Camilo Vallejo, quien afirmaba ser el verdadero César Vallejo, el mismísimo que murió un jueves en París, atragantado por ingerir goma de mascar —ese Camilo estaba algo loquito, pero me compadezco de la gente así. Le falta humanidad al hombre, vil bestia—, se encontraba muy tenso desde que el sol palpitaba en alguna parte del mundo de afuera. Yo le supe entender puesto que me pasaba lo mismo cuando el desayuno cobraba vida propia y se lanzaba por cuenta propia a donde sea, pero son cosas que pasan, ¿no?
Había llegado la hora de la merienda, para luego asistir al taller de escritura feliz en el pabellón número cinco, y nuestro falso poeta caminaba meditabundo hacia las escaleras que llevaban a la segunda planta del edificio. —Siempre con la mano derecha pegada al mentón, ¡qué incómodo este hombre, carajo! ¿Acaso cree que se le caería la cabeza? Tal vez.
Una vez todos los compañeros sentados en fila, Vallejo empezó a decir groserías, y Madame Bovary lo escuchó para que, automáticamente, comience a chillar. Este le dijo a la mujer que se callase porque no le dejaba pensar, pero ella, una vez que empezaba a llorar, no había forma de detenerla. Era todo un caos, reinaba el orden en este taller de insanos. Y, repentinamente, César Vallejo empezó a recitar:
“Me moriré en París con un lapicero clavado en el cuello,
un día del cual tengo ya el recuerdo.
Me moriré en París —y no me corro, me cojo el cuello—
tal vez un jueves, como es hoy, de otoño, un jueves de cuentos.”
Dicho esto, todos lo aplaudimos al poeta, Madame Bovary estaba ahora llorando de felicidad, se encontraba conmovida. Y en cuestión de segundos, el gran Camilo se desesperó porque no podía escribir ni un solo cuento feliz sobre la hoja de papel bond que tenía sobre su mesa de trabajo. Empezó a abrir esos ojotes que tenía y escribió a una velocidad supersónica algo que no era un cuento:

Balzac, amigo, no se me ocurre nada para escribir.
Adiós, a ti se te ocurrirá escribir para mí. Por mí.
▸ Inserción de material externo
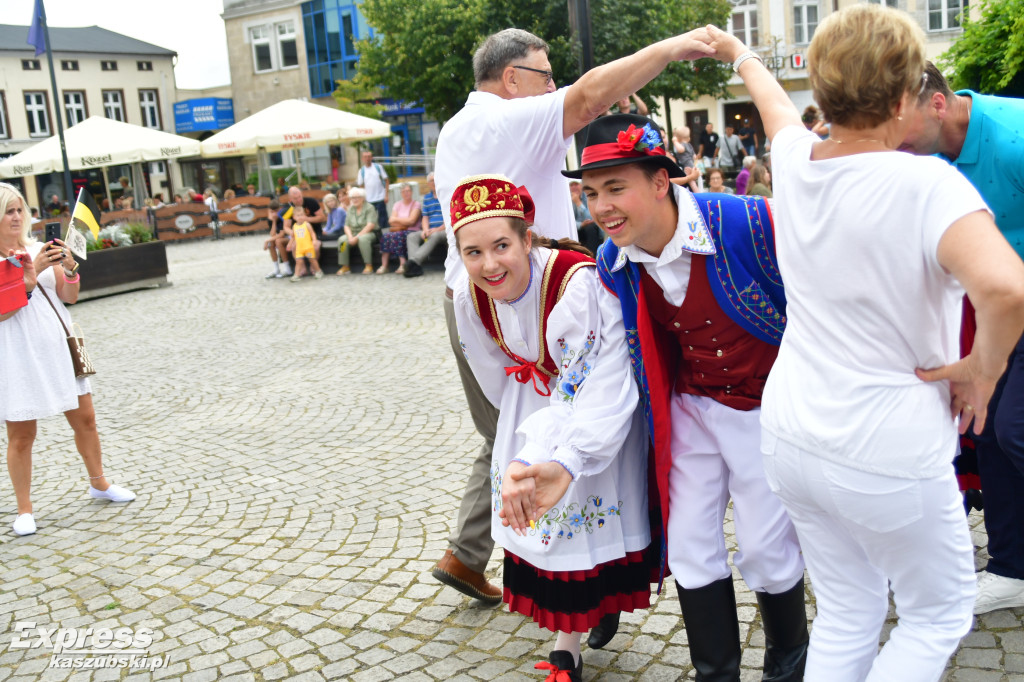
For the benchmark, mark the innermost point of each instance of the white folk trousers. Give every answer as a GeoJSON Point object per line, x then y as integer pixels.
{"type": "Point", "coordinates": [862, 533]}
{"type": "Point", "coordinates": [716, 455]}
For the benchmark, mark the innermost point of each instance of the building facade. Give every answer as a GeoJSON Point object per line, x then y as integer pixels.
{"type": "Point", "coordinates": [780, 31]}
{"type": "Point", "coordinates": [286, 49]}
{"type": "Point", "coordinates": [98, 73]}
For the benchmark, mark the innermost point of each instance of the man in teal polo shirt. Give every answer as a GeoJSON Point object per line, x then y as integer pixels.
{"type": "Point", "coordinates": [983, 136]}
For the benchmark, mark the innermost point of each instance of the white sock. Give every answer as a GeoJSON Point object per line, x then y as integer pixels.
{"type": "Point", "coordinates": [569, 641]}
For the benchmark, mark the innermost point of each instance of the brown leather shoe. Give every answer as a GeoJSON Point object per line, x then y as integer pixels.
{"type": "Point", "coordinates": [454, 572]}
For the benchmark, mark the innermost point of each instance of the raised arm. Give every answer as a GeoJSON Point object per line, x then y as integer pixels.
{"type": "Point", "coordinates": [601, 87]}
{"type": "Point", "coordinates": [776, 110]}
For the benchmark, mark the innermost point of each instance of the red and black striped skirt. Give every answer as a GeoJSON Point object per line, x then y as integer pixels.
{"type": "Point", "coordinates": [576, 600]}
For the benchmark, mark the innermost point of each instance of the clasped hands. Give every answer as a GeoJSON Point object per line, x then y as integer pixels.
{"type": "Point", "coordinates": [528, 492]}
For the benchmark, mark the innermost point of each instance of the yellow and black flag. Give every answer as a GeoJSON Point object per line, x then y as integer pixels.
{"type": "Point", "coordinates": [86, 213]}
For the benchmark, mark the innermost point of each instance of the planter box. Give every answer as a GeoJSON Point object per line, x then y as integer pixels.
{"type": "Point", "coordinates": [123, 268]}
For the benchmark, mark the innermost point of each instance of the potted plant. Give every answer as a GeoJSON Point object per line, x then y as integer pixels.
{"type": "Point", "coordinates": [124, 257]}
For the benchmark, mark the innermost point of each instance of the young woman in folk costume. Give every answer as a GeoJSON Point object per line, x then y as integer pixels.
{"type": "Point", "coordinates": [547, 344]}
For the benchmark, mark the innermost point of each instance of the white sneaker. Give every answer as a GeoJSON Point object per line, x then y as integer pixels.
{"type": "Point", "coordinates": [997, 592]}
{"type": "Point", "coordinates": [114, 494]}
{"type": "Point", "coordinates": [25, 524]}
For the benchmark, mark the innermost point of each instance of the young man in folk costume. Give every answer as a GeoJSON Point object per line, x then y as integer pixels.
{"type": "Point", "coordinates": [704, 309]}
{"type": "Point", "coordinates": [568, 479]}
Atte: El que muere todos los jueves en el pabellón “París”.


Acto seguido, con total firmeza insertó el lapicero que tenía en su propio cuello.


—Gracias por su amabilidad y su tiempo, señor Balzac. Hoy habrá postre para usted. Aún no pierde esa manera de escribir cosas demenciales —finiquitó el doctor Palma, dándole unas amigables palmadas en el hombro a Meléndez.




Eusoj Sargav






[1] El hospital Víctor Larco Herrera, es una institución que vela por la salud mental.
Dicho hospital se encuentra ubicado en el distrito de Magdalena del Mar, Lima, Perú. 

Flamenco rojo

  La esperanza se pierde, ¿Respira? A Rubén no le cabía ni un solo grano de arroz más, estaba más que satisfecho, estaba tan lleno de co...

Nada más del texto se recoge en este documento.